A zero-dependency Thai phonological transliteration engine. 75 % exact-match accuracy against independent Wiktionary IPA ground truth when installed with the optional thaiphon-data-volubilis lexicon package; 57 % on the base engine alone (see Accuracy for details).

What it does

Thai script goes in; transliteration comes out. The engine first resolves the input into a phonological word — a tuple of syllables, each decomposed into IPA-based onset, vowel quality, vowel length, coda, and tone. Every output scheme is then a small declarative SchemeMapping that renames those phonemes into a target surface form. Add a new scheme by writing data, not code.

Three built-in renderers ship with the package:

  • ipa — IPA with tone contour digits (the default phonological representation used for the Wiktionary benchmark).
  • tlc — thai-language.com "Enhanced Phonemic" with bracketed tone tags ({M}, {L}, {H}, {F}, {R}).
  • morev — Cyrillic transliteration following the Russian-language tradition.

Custom schemes (Paiboon+, RTGS, or your own pedagogical convention) are straightforward to register via SchemeMapping.

Install

uv add thaiphon thaiphon-data-volubilis
# or
pip install thaiphon thaiphon-data-volubilis

Requires Python 3.10+. The engine itself has no runtime dependencies. thaiphon-data-volubilis is a companion package shipping a ~35 k-entry Thai lexicon derived from the VOLUBILIS Mundo Dictionary. thaiphon detects it automatically on import and uses it for word-boundary segmentation and word-specific readings that a rule-based engine can't infer from orthography alone.

The data package is CC-BY-SA 4.0, separate from the Apache-2.0 engine — installing it doesn't change the license of your own code.

Minimal install (not recommended for most users)

If there's a hard reason to keep dependencies lean:

pip install thaiphon

The engine still runs, but you give up a lot:

  • Accuracy on the Wiktionary IPA etalon drops from ~75 % to ~57 %.
  • Common words break in visible ways. ส้ม ("orange") comes out as /sa˥˩.ma˦˥/ — two syllables — when the correct reading is /som˥˩/, one closed syllable. The rules alone can't choose between "closed syllable with inherent /o/" and "two open syllables with inserted /a/"; the lexicon settles that kind of ambiguity.
  • Sanskrit-learned compounds miss their learned readings. มหาวิทยาลัย loses the /tʰa/ insertion between /wit̚/ and /jaː/. The spoken form is /wit̚.tʰa.jaː.laj/; the base engine emits /wit̚.jaː.laj/.
  • Failures are silent. The engine always returns a transliteration — no error, no flag, no way to tell at the output layer which of the ~43 % of dictionary entries fell through. A caller can't filter out bad results after the fact.
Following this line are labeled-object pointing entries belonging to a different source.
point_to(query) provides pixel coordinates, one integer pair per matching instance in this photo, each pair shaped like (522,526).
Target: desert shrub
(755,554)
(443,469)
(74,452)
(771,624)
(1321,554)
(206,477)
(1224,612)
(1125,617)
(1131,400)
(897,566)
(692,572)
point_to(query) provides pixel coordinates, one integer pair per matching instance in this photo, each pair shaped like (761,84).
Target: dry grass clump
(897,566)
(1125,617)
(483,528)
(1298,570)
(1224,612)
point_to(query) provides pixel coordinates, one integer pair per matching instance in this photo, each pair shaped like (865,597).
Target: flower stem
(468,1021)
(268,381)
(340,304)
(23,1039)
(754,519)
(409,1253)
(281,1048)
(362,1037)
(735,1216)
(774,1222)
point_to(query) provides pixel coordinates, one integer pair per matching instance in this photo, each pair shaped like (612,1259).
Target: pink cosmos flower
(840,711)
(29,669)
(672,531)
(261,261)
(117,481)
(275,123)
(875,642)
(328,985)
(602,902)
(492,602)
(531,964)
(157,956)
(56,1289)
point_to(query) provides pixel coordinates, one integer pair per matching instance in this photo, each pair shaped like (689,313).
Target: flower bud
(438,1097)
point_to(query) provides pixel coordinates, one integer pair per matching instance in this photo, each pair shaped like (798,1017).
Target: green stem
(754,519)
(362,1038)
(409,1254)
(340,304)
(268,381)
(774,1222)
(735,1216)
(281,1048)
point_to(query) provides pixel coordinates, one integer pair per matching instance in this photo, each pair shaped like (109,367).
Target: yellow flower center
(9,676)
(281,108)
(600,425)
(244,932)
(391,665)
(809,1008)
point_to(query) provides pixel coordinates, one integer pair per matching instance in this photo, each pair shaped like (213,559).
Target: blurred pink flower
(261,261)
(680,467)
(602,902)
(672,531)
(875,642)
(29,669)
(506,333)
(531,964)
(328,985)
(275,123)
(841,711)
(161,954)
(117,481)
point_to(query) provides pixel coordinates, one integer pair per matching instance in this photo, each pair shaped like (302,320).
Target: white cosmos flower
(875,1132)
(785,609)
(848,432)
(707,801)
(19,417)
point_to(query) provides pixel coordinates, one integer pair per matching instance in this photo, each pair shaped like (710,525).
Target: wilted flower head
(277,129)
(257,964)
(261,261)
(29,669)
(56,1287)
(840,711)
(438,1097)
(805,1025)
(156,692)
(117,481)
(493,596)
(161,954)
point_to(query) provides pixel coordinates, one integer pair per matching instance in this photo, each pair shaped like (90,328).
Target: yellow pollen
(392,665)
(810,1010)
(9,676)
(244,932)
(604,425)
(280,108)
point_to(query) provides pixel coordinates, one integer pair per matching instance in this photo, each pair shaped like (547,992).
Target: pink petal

For anything user-facing, indexing, or searching, install both packages.

Production footprint

thaiphon runs comfortably in long-lived web processes, container orchestrators, and serverless runtimes. The engine is pure Python with no heavyweight imports. The optional lexicon (when installed) ships as a read-only SQLite database, memory-mapped at first use.

Measurement Engine alone + thaiphon-data-volubilis
RSS after first transcribe_sentence ~10 MiB ~19 MiB
RSS after 1 k lookups ~10 MiB ~47 MiB
Median lookup latency (lexicon hit) ~13 µs
Cold-start import cost negligible negligible

The ~30 MiB of additional resident set after warmup is a bounded per-process LRU over the most recently inflated entries. The bulk of the lexicon stays in mmap'd pages of lexicon.db, counted once by the operating system regardless of how many Python workers have imported the package.

Web servers (Django, FastAPI, Flask)

Run as many workers as your CPU budget allows. The lexicon does not multiply with worker count, because the OS page cache shares the mapped database across processes:

  • gunicorn -w 8 myapp.wsgi → roughly 8 × 50 MiB of Python objects plus one shared ~25 MiB for the lexicon. Not 8 × 350 MiB.
  • uvicorn --workers 4 myapp:app behaves the same for FastAPI and Starlette. Inside one worker, async handlers share a SQLite connection-per-thread; the threadpool gets one connection per active thread, opened on first use.
  • Django works in sync views, async views, and runserver without any setting changes.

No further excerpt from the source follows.